Fastnacht: Die Nacht, bevor die Fastenzeit beginnt. Damit haben wir norddeutschen Protestanten eigentlich genauso wenig am Hut wie mit ausgelassenem Karneval. Aber wenn es dennoch Karnevalsvereine gibt, gibt es vielleicht doch den ein oder anderen Prignitzer, für den die Fastenzeit etwas bedeutet? Sowieso ist Fasten ein Modebegriff: Junge Menschen schwören aufs „Intervallfasten“. Wer den Begriff „Fasten“ googelt, findet unter der Überschrift „Richtig fasten“ den Hinweis: „Fasten ist längst mehr als ein religiöses Ritual – heute fasten zum Beispiel viele ihrer Gesundheit zuliebe.“ Na, da können doch jetzt mal die Christenmenschen selbstbewusst aus der Deckung gehen und sagen: Machen wir schon lange!

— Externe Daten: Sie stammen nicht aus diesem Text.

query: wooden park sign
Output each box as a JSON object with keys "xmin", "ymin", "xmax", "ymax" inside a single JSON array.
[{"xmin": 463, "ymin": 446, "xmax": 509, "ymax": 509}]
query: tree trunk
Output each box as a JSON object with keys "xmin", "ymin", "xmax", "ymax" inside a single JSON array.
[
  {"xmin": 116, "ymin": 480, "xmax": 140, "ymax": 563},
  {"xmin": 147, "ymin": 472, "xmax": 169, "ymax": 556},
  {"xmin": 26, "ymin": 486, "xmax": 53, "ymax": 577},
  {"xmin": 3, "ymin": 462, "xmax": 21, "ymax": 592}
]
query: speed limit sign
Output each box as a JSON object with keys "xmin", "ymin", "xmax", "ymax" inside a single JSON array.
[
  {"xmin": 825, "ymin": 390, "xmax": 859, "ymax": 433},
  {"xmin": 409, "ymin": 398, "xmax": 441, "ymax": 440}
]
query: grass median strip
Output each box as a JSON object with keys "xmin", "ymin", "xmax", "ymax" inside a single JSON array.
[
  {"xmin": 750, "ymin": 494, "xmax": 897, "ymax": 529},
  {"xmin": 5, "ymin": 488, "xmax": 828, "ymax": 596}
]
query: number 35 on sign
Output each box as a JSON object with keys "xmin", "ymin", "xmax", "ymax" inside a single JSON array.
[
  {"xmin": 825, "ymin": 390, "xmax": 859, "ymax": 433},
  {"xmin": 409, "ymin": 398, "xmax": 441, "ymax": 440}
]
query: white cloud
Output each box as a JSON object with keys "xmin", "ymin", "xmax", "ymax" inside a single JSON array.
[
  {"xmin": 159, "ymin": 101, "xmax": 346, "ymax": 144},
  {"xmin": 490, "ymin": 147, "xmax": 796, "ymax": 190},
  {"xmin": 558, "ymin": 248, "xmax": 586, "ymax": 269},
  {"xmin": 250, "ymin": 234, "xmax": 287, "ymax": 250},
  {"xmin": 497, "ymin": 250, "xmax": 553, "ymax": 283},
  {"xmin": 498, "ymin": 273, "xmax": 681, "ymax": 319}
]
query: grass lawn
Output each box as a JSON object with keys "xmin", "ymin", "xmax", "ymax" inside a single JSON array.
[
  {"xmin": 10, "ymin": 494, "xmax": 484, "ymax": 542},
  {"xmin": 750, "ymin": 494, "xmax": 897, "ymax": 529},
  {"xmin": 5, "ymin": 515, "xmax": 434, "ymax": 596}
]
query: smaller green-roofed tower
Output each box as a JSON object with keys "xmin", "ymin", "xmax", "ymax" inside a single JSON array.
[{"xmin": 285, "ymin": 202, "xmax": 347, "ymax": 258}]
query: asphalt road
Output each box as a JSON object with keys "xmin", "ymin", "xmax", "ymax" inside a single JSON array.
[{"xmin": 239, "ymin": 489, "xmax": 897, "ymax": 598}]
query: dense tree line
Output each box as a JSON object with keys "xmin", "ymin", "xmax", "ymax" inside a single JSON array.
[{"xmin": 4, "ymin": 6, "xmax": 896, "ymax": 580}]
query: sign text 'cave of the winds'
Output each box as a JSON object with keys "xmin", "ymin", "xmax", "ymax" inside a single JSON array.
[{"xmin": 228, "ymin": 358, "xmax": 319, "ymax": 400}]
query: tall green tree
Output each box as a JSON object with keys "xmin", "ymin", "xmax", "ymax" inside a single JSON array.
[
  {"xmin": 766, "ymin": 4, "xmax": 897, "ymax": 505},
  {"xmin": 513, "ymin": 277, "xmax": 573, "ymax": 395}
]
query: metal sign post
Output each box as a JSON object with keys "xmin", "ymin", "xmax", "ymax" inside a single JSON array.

Zugegeben: Vom streng durchgeführten katholischen Fasten grenzen wir Protestanten uns dann doch lieber ab. Ein Fasten, das die Kirche ihren Mitgliedern auferlegt, passt nicht zu dem, was Jesus über das Fasten gesagt hat. Wenn ihr fastet, dann soll es niemand mitbekommen, sagte Jesus. Denn Fasten ist nur sinnvoll, wenn es eine persönliche Herzensangelegenheit ist zwischen dir und deinem Gott. Wenn du fastest, um vor anderen als Held des Verzichts dazustehen, dann ist dein Lohn dahin. Das heißt im Umkehrschluss: Fasten kann eine sinnvolle Sache sein, wenn es eine ganz persönliche, freiwillige Entscheidung ist, die jeder nur für sich selbst treffen kann.

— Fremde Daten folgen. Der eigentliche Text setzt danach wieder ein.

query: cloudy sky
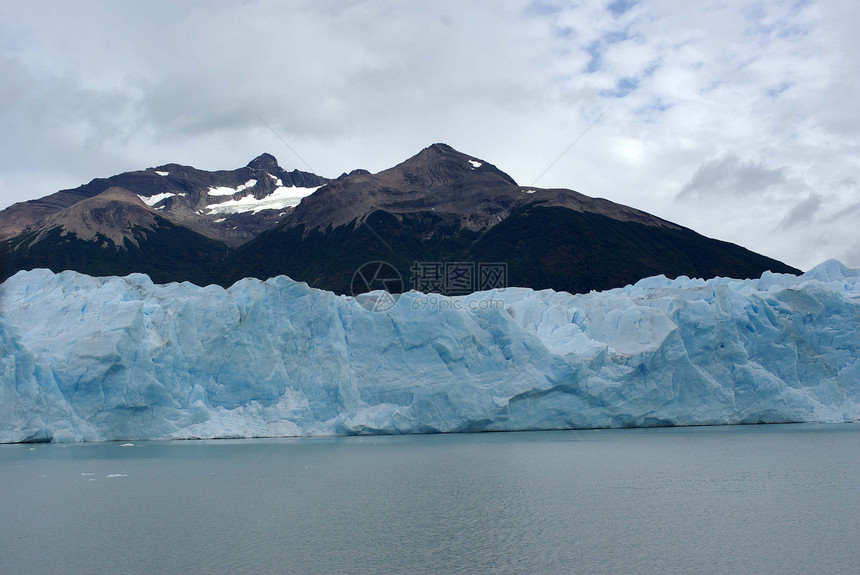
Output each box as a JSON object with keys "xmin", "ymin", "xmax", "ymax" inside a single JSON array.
[{"xmin": 0, "ymin": 0, "xmax": 860, "ymax": 269}]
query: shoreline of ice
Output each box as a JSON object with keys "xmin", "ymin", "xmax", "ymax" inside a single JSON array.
[{"xmin": 0, "ymin": 260, "xmax": 860, "ymax": 443}]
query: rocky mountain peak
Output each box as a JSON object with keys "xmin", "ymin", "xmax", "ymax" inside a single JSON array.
[
  {"xmin": 248, "ymin": 153, "xmax": 281, "ymax": 173},
  {"xmin": 392, "ymin": 143, "xmax": 517, "ymax": 187}
]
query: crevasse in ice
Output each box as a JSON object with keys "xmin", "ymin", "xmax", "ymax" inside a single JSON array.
[{"xmin": 0, "ymin": 260, "xmax": 860, "ymax": 442}]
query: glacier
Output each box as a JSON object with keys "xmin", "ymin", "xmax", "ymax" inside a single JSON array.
[{"xmin": 0, "ymin": 260, "xmax": 860, "ymax": 443}]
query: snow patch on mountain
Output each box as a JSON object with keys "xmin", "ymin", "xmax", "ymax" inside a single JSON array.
[
  {"xmin": 206, "ymin": 186, "xmax": 321, "ymax": 214},
  {"xmin": 206, "ymin": 179, "xmax": 257, "ymax": 196},
  {"xmin": 137, "ymin": 192, "xmax": 185, "ymax": 207}
]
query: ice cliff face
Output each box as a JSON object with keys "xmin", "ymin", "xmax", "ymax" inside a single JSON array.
[{"xmin": 0, "ymin": 260, "xmax": 860, "ymax": 442}]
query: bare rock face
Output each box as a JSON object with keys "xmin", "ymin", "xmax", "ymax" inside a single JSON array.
[
  {"xmin": 0, "ymin": 154, "xmax": 329, "ymax": 247},
  {"xmin": 0, "ymin": 144, "xmax": 799, "ymax": 293},
  {"xmin": 284, "ymin": 144, "xmax": 680, "ymax": 231}
]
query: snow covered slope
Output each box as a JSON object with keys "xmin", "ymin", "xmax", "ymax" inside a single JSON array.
[{"xmin": 0, "ymin": 260, "xmax": 860, "ymax": 442}]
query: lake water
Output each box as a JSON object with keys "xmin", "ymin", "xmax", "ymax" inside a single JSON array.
[{"xmin": 0, "ymin": 424, "xmax": 860, "ymax": 574}]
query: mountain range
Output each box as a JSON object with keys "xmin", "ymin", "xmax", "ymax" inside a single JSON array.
[{"xmin": 0, "ymin": 144, "xmax": 800, "ymax": 295}]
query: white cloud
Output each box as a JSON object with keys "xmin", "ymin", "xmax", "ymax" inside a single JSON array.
[{"xmin": 0, "ymin": 0, "xmax": 860, "ymax": 267}]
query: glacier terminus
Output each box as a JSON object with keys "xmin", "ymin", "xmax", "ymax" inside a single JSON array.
[{"xmin": 0, "ymin": 260, "xmax": 860, "ymax": 442}]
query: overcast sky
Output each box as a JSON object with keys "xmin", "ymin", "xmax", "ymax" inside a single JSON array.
[{"xmin": 0, "ymin": 0, "xmax": 860, "ymax": 269}]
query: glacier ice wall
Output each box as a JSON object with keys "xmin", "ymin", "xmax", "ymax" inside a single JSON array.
[{"xmin": 0, "ymin": 260, "xmax": 860, "ymax": 442}]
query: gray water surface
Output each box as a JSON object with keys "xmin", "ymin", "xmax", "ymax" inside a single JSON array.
[{"xmin": 0, "ymin": 424, "xmax": 860, "ymax": 574}]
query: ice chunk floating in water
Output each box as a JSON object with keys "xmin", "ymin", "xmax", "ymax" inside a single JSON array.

„7 Wochen ohne“ heißt seit vielen Jahren eine Kampagne in der evangelischen Kirche, die zu einer Zeit freiwilligen Verzichts einlädt. Worauf möchte ich sieben Wochen lang bis Ostern mal verzichten – um es hinterher wieder besonders wertzuschätzen? Oder um zu spüren, dass es auch ohne geht? An welcher Stelle „übe“ ich mal Verzicht? Ja, verzichten ist nicht so einfach, das braucht Übung, und es ist ein schönes Gefühl, wenn das Training anschlägt und es mir immer leichter fällt, zum Beispiel auf Süßigkeiten zu verzichten. Oder auf Alkohol. Oder auf Fleisch. Oder aufs Fernsehen. Oder worauf auch immer. Und wenn ich andere leckere Sachen oder Getränke entdecke. Oder wieder Zeit für ein gutes Buch habe. Oder Zeit für die Bibel und das Gebet.

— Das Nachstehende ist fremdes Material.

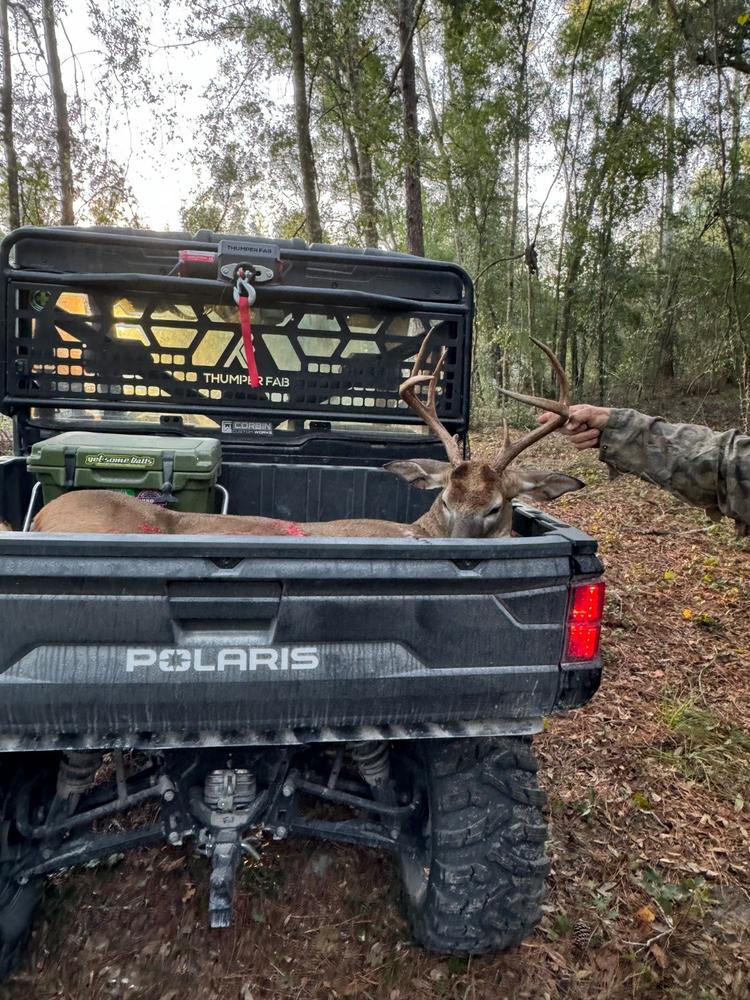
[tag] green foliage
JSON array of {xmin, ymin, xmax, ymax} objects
[
  {"xmin": 636, "ymin": 867, "xmax": 711, "ymax": 916},
  {"xmin": 653, "ymin": 700, "xmax": 750, "ymax": 801}
]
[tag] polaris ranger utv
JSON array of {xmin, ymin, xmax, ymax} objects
[{"xmin": 0, "ymin": 228, "xmax": 603, "ymax": 977}]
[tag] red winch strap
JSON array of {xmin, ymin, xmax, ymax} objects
[{"xmin": 237, "ymin": 295, "xmax": 260, "ymax": 389}]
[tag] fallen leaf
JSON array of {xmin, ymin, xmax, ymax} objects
[{"xmin": 649, "ymin": 941, "xmax": 669, "ymax": 969}]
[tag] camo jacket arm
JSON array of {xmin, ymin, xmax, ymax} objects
[{"xmin": 599, "ymin": 409, "xmax": 750, "ymax": 534}]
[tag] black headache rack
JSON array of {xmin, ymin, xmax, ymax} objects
[{"xmin": 0, "ymin": 228, "xmax": 473, "ymax": 462}]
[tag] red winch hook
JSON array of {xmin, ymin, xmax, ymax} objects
[{"xmin": 233, "ymin": 267, "xmax": 260, "ymax": 389}]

Eine sinnvolle Übung ist der freiwillige vorübergehende Verzicht allemal, denn weniger zu verbrauchen ist auf unserem gebeutelten Planeten das Gebot der Stunde. Man könnte das ja mal probieren.

Dann ist Aschermittwoch gar nicht alles vorbei, sondern es beginnt eine Zeit, in der sich Neues einüben lässt.